I'm trying to understand the space $L^2(\Bbb{T},m)$ or $L^2(\Bbb{T},\frac{d \theta}{2 \pi})$, where $\Bbb{T}$ is the unit circle and $m$ is the normalized Lebesgue measure; and the I'm trying to understand the Bilateral shift on this space. Specifically, I am trying to understand them as they are presented in the papers paper#1 and paper#2
From my understanding,
$$L^2 (\Bbb{T},m) = \{f : \Bbb{T} \to \Bbb{C} \mid f \text{ is measurable and } \int_{\Bbb{T}} |f|^2 dm < \infty \},$$
and $L^2(\Bbb{T},\frac{d \theta}{2 \pi})$ equals the same thing but with $dm$ replaced by $\frac{d \theta}{2 \pi}$. Yet in paper#1 it is claimed that $\{w^n \mid n \in \Bbb{Z}, |w| = 1 \}$ is an orthonormal basis for $L^2(\Bbb{T},m)$ (see example 3). But how can that be? The set just consists of complex numbers, not functions.
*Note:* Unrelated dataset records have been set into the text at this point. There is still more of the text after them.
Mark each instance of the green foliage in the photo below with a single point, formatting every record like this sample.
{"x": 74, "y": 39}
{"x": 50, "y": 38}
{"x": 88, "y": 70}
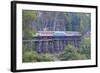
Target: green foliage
{"x": 71, "y": 53}
{"x": 28, "y": 16}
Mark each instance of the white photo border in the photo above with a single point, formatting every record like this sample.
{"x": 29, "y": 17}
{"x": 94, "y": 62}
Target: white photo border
{"x": 53, "y": 7}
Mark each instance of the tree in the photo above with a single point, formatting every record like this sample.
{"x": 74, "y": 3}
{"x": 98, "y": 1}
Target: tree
{"x": 28, "y": 16}
{"x": 85, "y": 47}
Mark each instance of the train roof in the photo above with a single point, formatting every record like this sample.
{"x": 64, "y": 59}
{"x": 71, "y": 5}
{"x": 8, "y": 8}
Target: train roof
{"x": 58, "y": 33}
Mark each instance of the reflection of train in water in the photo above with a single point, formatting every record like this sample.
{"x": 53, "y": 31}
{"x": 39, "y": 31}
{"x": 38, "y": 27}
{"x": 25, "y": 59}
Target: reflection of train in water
{"x": 53, "y": 32}
{"x": 55, "y": 41}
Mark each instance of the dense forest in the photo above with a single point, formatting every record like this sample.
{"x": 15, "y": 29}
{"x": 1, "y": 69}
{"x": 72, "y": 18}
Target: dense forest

Also, it seems like $\Bbb{T}$ is being identified with $[0,2 \pi]$, where $0$ and $2 \pi$ are being glued together; and integration is being defined in terms of this identification...but I'm not entirely sure...This doesn't synch up with paper#2, where the bilateral shift is defined (see page 8). It is that operator which multiplies functions on the left by $e^{i \theta}$ for some $\theta$. I'm having trouble understanding how $\Bbb{T}$, $L^2(\Bbb{T},m)$ (and $L^2(\Bbb{T}, \frac{d \theta}{2 \pi})$, and the Bilateral shift are defined; and how all of these perspectives/pictures synch up.
It seems like the authors are being sloppy with notation and not entirely rigorous. Is there anyway to put these ideas on a firmer foundation?
When they write $$\tag1 \{w^n:\ n\in\mathbb Z,\ |w|=1\} $$ and say it is an orthonormal basis, that's clearly a typo. If you consider the Lebesgue measure on the unit circle, normalized (that is, divided by $2\pi$ so that the measure of the circle is $1$), then the canonical orthonormal basis is $\{w^n\}_n$, where $w:\mathbb T\to\mathbb T$ is the identity function $w(z)=z$. So we can write the canonical orthonormal basis as $$\tag2 \{w^n:\ n\in\mathbb Z\}. $$ If I had to speculate, the typo comes from writing $\mathbb T$ as in $(1)$ (note that it would be coherent if you change the period for an equal sign), and this got mixed into the next sentence, where something like $(2)$ was wanted.
In general, if you fix an orthonormal basis $\{e_n\}_{n\in\mathbb Z}$, the bilateral shift corresponding to that basis is the linear map $B$ induced by $e_n\to e_{n+1}$. Now, with the particular basis in $(2)$, the bilateral shift maps $w^n$ to $w^{n+1}$. If you evaluate at an arbitrary point $z=e^{i\theta}$, then $$ (Bw^n)(z)=(w^{n+1})(z)=e^{i(n+1)\theta}=e^{i\theta}\,e^{in\theta}=z\,w^n(z). $$ So the bilateral shift consists of multiplication by the identity function: the above computation is made on the elements of the basis, but it extends by linearity and continuity to all of $L^2(\mathbb T)$: so $(Bf)(z)=zf(z)$. When they say "multiplication by $e^{i\theta}$, then don't mean multiplication by a fixed complex number, but by the identity function.